Cool, I always thought it was the entire tail light and didn't wanna tackle that project. But since its just the clear ill have to do this one. Looks good!

Sent from my DROID X2 using AutoGuide.com App


----------



## lurknyou (Sep 8, 2011)

@Damage I've thought about getting these and now that I see exactly what they look like on the back I'm definitely doing it. So I wouldn't need to worry about getting the cut out for the reverse lights? Legally doesn't it have to be white?

Also did you by any chance do the side markers or the front light/badge and mind posting a picture?


----------



## kjbcruz12 (Sep 23, 2012)

how do i paint the bowties and keep the paint off the surrounding chrome? do they make vinyls to use insted of painting it? im new so any info would be good


----------



## Chevyderek72 (May 16, 2011)

They are actually just overlays from www.GrafxWerks.com. Basically just a sticker that covers the gold part of the emblem and leaves the silver around it untouched.

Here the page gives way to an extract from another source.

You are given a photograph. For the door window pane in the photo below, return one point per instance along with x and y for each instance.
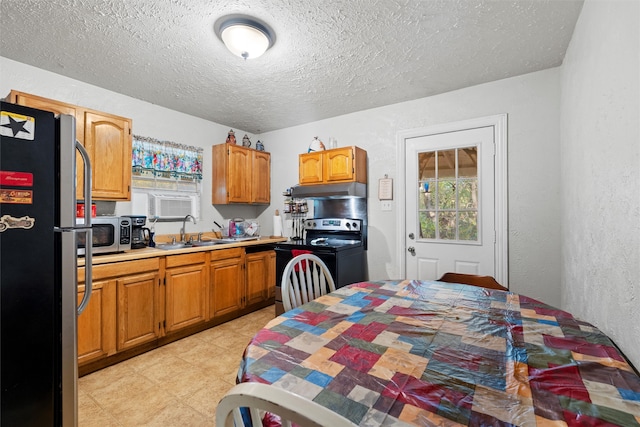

They also sell overlays for other items, check em out.

Sent from my DROID X2 using AutoGuide App


----------



## kjbcruz12 (Sep 23, 2012)

Thanks man


----------



## Chevyderek72 (May 16, 2011)

No problem!

Sent from my Transformer TF101 using AutoGuide App


----------



## jakkaroo (Feb 12, 2011)

best money spent is on the overlays fro taillights i love mine,but i got all red instead looks like a beemer


----------